The proposal was unveiled yesterday by Democratic and Republican negotiators from the US House of Representatives and the Senate. Sequestration, which trimmed roughly 5% from the US$1.043-trillion federal discretionary budget in 2013, was set to claim another 2% in fiscal year 2014, which began on 1 October. But the latest proposal would increase the government’s discretionary spending by roughly 4.5% this year, to $1.012 trillion. Fiscal year 2015 would see another small boost, to $1.014 trillion. (Discretionary spending includes funding for civilian and military agencies, but not ‘entitlement’ spending for programmes such as Social Security.)
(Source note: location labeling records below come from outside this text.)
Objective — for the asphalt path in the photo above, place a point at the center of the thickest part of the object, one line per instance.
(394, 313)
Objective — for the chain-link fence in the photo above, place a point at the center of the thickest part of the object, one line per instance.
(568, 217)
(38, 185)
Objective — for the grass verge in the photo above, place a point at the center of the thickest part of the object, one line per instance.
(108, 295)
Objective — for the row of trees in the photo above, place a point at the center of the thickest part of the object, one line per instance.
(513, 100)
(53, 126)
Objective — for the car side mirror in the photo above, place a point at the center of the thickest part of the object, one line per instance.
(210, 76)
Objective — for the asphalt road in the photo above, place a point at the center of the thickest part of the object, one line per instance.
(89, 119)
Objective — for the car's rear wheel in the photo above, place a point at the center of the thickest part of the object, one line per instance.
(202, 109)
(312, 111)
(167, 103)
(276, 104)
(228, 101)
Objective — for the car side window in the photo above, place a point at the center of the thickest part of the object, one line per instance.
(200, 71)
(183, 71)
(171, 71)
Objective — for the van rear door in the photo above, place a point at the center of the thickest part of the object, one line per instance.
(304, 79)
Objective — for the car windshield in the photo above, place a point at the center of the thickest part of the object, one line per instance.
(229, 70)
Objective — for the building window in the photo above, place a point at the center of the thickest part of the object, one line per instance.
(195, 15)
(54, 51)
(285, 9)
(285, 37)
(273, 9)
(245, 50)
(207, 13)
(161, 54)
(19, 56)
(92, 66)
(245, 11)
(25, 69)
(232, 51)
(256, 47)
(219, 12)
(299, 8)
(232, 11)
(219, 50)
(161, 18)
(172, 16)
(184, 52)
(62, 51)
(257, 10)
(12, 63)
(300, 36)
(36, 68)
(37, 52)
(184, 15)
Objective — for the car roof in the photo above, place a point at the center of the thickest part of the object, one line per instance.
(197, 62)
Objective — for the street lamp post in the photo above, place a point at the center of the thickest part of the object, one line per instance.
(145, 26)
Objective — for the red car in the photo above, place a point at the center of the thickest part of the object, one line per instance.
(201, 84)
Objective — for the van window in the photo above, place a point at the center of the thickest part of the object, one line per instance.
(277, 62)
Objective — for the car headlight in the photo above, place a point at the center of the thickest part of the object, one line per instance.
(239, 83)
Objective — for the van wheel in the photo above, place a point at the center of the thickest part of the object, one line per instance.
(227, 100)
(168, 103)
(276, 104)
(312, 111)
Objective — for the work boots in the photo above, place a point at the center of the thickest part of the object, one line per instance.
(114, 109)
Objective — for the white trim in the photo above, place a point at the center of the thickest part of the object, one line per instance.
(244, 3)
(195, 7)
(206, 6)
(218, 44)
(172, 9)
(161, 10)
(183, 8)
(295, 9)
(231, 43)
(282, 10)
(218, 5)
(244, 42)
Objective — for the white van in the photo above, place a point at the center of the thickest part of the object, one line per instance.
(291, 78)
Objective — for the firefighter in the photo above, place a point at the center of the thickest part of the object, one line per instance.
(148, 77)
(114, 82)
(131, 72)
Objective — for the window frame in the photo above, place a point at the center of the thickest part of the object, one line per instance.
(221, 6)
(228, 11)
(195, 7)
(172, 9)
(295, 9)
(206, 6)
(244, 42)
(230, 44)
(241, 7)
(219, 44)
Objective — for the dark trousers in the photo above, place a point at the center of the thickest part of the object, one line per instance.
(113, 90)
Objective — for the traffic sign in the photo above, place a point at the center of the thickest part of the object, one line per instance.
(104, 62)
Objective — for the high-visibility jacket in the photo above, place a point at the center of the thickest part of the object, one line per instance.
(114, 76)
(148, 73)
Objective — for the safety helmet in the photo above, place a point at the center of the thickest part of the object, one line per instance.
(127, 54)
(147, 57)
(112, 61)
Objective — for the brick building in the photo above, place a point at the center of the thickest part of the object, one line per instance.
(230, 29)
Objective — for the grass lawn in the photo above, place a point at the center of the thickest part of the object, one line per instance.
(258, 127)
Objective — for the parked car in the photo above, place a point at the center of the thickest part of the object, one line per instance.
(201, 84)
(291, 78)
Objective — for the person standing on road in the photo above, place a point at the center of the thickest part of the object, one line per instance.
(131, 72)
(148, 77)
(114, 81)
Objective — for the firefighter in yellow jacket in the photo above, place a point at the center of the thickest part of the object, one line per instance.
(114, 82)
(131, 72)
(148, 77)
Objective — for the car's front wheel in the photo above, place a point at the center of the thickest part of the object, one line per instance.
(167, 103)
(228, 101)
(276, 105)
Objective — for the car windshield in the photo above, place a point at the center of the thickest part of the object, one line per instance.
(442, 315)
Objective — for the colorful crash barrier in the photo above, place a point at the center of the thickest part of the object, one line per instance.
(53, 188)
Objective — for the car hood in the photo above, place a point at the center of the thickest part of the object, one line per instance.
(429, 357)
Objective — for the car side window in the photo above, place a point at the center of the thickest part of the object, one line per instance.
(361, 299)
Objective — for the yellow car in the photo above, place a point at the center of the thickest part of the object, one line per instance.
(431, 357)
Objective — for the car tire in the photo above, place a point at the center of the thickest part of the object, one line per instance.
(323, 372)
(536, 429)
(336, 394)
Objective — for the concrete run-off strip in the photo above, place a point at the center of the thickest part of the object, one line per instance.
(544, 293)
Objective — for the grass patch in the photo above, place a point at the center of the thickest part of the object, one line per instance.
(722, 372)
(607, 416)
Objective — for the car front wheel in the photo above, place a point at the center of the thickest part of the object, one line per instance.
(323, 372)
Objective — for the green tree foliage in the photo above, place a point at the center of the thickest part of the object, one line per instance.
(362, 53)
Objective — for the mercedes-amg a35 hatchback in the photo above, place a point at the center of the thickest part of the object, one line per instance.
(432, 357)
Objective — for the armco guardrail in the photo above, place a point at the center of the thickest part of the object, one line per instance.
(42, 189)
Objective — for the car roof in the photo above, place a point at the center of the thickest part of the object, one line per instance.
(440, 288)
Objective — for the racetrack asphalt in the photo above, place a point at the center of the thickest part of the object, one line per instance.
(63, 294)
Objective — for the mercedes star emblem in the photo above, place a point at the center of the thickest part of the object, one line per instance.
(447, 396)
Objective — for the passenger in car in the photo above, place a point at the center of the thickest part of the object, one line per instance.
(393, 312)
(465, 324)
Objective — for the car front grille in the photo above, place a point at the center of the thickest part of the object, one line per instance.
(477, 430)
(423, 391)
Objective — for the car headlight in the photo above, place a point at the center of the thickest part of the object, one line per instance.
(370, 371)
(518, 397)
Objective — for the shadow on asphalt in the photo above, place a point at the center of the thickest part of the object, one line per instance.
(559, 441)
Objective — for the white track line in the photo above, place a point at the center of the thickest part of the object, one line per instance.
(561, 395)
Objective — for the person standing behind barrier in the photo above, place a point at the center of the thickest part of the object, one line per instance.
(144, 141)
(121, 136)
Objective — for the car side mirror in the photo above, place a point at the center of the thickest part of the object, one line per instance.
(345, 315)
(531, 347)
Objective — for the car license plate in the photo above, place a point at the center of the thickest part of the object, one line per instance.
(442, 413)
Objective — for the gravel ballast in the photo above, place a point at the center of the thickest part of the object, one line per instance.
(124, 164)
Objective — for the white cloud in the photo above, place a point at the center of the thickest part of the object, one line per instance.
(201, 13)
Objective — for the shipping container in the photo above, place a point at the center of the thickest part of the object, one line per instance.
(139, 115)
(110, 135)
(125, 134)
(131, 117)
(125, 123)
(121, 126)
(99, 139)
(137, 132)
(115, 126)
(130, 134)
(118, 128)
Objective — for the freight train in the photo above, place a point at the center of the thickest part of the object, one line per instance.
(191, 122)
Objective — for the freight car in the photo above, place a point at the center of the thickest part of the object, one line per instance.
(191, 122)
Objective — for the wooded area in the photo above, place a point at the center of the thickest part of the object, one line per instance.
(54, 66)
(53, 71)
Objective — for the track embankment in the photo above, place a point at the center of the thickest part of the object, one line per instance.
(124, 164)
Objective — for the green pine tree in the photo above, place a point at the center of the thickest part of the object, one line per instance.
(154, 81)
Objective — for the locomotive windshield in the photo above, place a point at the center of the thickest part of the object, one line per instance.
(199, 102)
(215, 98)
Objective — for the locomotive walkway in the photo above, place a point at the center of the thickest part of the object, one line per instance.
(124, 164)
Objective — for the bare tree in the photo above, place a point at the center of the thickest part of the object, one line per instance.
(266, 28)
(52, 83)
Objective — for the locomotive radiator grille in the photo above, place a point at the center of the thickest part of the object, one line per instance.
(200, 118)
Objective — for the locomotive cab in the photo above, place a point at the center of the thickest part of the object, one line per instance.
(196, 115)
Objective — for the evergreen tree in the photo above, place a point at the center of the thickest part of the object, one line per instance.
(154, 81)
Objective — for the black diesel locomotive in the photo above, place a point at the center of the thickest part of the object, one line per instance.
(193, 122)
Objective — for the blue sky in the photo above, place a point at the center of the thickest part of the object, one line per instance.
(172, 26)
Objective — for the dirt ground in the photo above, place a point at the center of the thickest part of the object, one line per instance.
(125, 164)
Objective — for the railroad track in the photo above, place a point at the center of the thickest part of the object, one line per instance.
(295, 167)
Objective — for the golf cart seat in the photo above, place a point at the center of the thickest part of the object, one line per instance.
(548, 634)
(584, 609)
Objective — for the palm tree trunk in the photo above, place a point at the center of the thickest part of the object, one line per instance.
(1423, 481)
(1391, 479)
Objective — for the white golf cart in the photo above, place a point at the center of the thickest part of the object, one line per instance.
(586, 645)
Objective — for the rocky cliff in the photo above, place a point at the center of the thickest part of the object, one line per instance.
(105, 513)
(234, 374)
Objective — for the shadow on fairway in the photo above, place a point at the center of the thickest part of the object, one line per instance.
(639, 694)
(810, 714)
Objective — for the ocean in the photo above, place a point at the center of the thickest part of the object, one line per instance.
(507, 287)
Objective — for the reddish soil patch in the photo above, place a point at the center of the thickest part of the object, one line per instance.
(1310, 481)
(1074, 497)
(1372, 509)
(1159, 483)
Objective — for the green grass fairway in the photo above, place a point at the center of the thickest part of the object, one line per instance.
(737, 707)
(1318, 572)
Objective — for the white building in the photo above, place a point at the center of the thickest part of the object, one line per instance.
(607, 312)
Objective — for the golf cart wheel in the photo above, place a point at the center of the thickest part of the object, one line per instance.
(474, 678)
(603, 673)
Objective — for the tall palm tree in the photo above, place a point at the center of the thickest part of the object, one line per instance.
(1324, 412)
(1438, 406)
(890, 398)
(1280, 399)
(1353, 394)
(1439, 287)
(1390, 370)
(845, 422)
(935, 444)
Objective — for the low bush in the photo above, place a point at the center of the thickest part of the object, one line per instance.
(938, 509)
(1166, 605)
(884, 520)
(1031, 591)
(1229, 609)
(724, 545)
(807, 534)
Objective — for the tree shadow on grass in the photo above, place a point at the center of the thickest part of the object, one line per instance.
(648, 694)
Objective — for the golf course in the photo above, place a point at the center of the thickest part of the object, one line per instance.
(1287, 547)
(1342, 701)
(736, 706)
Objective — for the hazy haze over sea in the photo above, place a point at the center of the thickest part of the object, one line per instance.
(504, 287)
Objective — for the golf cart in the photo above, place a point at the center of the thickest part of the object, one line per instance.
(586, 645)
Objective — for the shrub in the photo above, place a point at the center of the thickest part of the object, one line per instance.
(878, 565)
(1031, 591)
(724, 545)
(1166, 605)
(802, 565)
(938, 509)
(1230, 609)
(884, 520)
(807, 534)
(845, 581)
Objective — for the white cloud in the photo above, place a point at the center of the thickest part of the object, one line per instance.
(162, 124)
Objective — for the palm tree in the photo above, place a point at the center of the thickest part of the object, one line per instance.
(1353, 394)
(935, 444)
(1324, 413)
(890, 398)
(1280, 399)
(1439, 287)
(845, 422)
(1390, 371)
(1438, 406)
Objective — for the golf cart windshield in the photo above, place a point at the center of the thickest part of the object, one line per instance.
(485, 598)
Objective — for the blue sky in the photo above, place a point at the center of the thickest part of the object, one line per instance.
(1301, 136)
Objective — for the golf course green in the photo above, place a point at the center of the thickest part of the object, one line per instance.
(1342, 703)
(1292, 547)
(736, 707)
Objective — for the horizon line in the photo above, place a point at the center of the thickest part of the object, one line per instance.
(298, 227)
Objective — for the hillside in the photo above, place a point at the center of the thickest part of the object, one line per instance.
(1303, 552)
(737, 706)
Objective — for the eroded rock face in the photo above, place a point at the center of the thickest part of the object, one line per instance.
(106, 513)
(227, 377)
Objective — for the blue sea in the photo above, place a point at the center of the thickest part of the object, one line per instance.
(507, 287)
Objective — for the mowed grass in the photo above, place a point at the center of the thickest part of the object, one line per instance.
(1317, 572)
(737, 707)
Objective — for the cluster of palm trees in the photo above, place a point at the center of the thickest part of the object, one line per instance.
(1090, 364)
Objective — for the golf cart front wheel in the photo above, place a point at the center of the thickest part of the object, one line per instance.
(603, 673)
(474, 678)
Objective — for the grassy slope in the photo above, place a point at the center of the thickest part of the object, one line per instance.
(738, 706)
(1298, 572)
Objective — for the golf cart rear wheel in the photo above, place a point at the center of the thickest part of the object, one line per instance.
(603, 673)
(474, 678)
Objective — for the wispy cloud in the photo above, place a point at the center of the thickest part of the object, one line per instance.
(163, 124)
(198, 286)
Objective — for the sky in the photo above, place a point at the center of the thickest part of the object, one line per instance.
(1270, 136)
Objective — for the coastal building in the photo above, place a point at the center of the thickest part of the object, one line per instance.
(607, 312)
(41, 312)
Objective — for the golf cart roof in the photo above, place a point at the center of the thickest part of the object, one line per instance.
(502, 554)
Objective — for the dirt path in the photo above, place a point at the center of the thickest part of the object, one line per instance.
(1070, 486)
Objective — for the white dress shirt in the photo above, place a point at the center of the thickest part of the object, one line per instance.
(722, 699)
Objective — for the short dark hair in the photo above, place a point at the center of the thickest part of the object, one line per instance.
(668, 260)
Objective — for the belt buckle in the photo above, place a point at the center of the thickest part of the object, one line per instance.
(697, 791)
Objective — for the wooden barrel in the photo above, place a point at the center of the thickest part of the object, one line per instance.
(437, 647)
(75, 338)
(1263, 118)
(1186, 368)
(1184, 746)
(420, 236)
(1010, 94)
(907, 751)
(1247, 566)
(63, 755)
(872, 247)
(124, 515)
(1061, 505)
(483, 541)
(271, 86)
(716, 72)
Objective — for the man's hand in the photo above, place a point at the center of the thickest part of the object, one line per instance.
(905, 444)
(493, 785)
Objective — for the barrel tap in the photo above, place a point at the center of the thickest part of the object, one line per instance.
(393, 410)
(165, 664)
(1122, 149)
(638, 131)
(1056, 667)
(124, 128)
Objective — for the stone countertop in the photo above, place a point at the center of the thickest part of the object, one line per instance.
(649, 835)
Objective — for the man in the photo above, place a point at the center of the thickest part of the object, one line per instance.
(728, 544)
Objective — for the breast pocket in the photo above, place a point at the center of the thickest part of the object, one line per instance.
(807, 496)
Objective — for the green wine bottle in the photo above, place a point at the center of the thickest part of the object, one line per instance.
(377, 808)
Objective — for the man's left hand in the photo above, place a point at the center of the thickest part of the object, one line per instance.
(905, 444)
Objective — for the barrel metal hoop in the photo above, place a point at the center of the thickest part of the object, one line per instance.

House and Senate leaders hope to approve the plan by 12 December, and president Barack Obama said yesterday that he will sign the measure into law once it is approved.
The developments prompted cautious optimism from science advocates. “This is good news for science agencies,” says Jennifer Zeitzer, director of legislative affairs at the Federation of American Societies for Experimental Biology in Washington DC. She hopes that the spending deal will relieve pressure on agencies, some of which, including the National Institutes of Health and the National Science Foundation, reduced the value and duration of grant awards to make ends meet during 2013. Several others, including the Environmental Protection Agency, instituted mandatory unpaid leave for employees. “We are thrilled to see Congress dump most of sequestration,” Zeitzer says.
But Michael Lubell, director of public affairs for the American Physical Society in Washington DC, warns that science agencies are not yet out of the woods. Even if Congress approves the overall government spending levels for 2014 and 2015 this week, the House and Senate must approve detailed budgets for each agency before the current stopgap spending law expires on 15 January.
With so few business days before that deadline, Lubell worries that lawmakers will not have time to draw up detailed plans, and will instead propose an across-the-board increase that would give agencies little discretion to start or end programmes.
“We’re living with a little bit less uncertainty, but we’re certainly not at a point where a thriving scientific enterprise needs to be,” Lubell says.